Mi teléfono vibró. Di un brinco.
Un mensaje de Osric.
Tuvimos un accidente en la panadería. Todos están bien, pero tenemos que rehacer 300 muffins. Lo siento muchísimo. No voy a llegar a la boda.
Se me cayó el estómago.
Me volví hacia Romilly, forzando una sonrisa temblorosa.
—Osric no viene. Pasó algo en la panadería.
Ella me miró una sola vez y frunció el ceño.
—Ni se te ocurra pensarlo —advirtió—. Vas a subirte a ese yate, Amaris Kennerly. Aunque tenga que arrastrarte por la maldita rampa.
Conociéndola, lo haría. Así que me enderecé, guardé el teléfono en el bolso y me pegué la mejor sonrisa que pude.
—Está bien. Hagámoslo.
Romilly asintió, satisfecha, y los tres subimos a bordo. Un mesero nos recibió con copas de champaña. Tomé una con gratitud y dejé que el líquido burbujeante hiciera su magia. Sorbo a sorbo, me fui relajando.
Hasta que me giré.
Y lo vi.
Theron Lockhart.
Se me oprimió el pecho cuando lo distinguí al otro lado de la cubierta, con un codo apoyado en la barandilla, los ojos recorriendo a la gente. Incluso ahora, con ese esmoquin negro y el cabello peinado hacia atrás, se veía arrogante hasta la médula, un rompecorazones. Y entonces… me vio.
Nuestras miradas se engancharon.
Una sonrisa lenta y engreída se le curvó en los labios, y empezó a caminar hacia mí con una calma calculada.
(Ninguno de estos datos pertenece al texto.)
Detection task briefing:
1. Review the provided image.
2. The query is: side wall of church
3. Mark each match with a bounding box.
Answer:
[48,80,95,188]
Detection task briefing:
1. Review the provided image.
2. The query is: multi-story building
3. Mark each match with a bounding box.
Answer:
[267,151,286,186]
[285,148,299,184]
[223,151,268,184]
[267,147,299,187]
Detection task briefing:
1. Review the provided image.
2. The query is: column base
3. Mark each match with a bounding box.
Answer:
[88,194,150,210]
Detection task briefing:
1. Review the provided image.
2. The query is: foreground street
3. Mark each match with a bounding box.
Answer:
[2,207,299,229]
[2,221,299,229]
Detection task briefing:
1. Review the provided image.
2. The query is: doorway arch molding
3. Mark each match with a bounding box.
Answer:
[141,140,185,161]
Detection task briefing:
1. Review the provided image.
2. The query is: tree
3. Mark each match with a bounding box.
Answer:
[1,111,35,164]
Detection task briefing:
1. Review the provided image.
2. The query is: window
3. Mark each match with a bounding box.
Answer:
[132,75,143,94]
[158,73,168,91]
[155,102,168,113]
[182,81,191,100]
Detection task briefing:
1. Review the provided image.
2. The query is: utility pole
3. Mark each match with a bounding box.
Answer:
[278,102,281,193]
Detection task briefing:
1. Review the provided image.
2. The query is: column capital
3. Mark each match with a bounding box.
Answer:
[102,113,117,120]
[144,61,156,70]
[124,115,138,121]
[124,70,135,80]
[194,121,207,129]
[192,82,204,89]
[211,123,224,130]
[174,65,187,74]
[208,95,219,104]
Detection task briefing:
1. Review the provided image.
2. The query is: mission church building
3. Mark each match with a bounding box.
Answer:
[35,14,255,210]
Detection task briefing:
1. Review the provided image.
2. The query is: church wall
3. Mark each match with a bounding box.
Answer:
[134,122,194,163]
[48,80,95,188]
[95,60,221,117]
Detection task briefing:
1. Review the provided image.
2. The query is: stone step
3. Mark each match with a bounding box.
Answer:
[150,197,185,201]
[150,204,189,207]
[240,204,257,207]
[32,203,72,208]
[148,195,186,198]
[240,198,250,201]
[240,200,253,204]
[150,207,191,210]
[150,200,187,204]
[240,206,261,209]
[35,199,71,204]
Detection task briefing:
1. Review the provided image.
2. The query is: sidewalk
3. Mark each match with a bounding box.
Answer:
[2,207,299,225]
El pánico me subió de golpe. Me di la vuelta, buscando a Romilly.
Desaparecida. Boaz también.
Mierda.
—¿Sabes? —murmuró una voz conocida a mi espalda—. Es peligroso que una mujer como tú esté aquí completamente sola.
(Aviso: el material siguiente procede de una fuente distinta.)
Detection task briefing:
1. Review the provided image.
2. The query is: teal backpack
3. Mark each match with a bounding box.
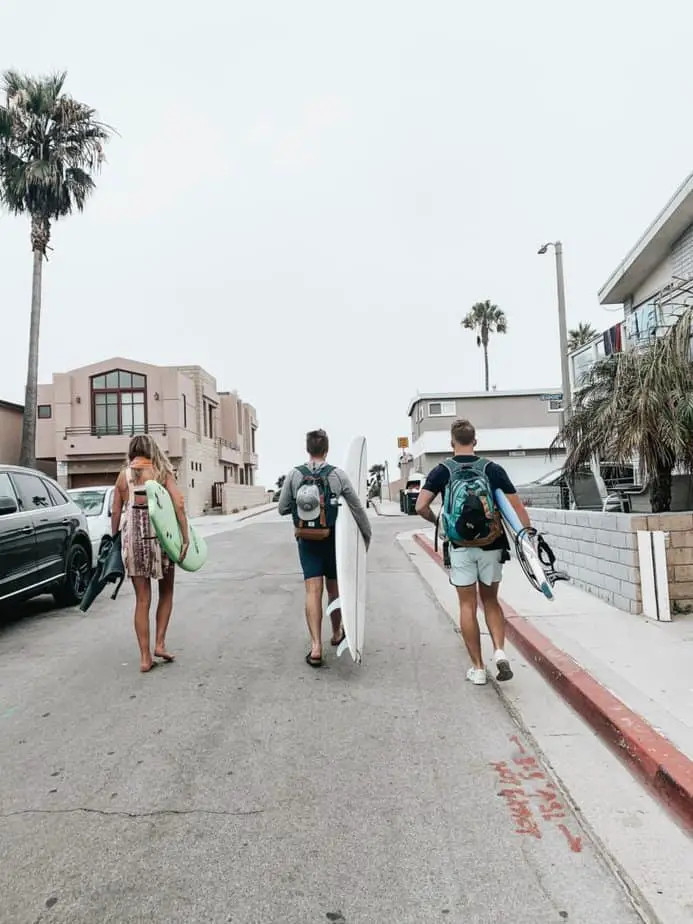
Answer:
[441,459,502,547]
Me volví, el corazón martillándome.
Theron Lockhart estaba ahí, tan cerca que podía oler su colonia.
—¿Una mujer… como yo? —repetí, ya preparándome para el golpe verbal.
Pero, en cambio, dijo:
—Si yo estuviera aquí con una mujer como tú, no me apartaría de su lado. Me daría miedo que alguien viniera y se la llevara.
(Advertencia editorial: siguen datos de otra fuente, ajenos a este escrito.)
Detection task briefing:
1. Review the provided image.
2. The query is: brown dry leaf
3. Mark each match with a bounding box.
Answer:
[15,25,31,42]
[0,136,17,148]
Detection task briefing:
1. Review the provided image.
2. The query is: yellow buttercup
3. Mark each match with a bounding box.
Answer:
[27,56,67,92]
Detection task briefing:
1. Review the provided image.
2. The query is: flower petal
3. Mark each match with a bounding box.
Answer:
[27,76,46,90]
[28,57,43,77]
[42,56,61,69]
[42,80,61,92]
Me quedé mirándolo, atónita. ¿Esto era una broma? ¿Una trampa?
No me estaba mirando como el tipo que me había despedido ni como el adolescente que se había burlado de mí. En sus ojos, ahora, yo no era una molestia ni una amenaza.
Yo era una mujer.
¿Qué demonios? ¿Era incapaz de reconocer caras?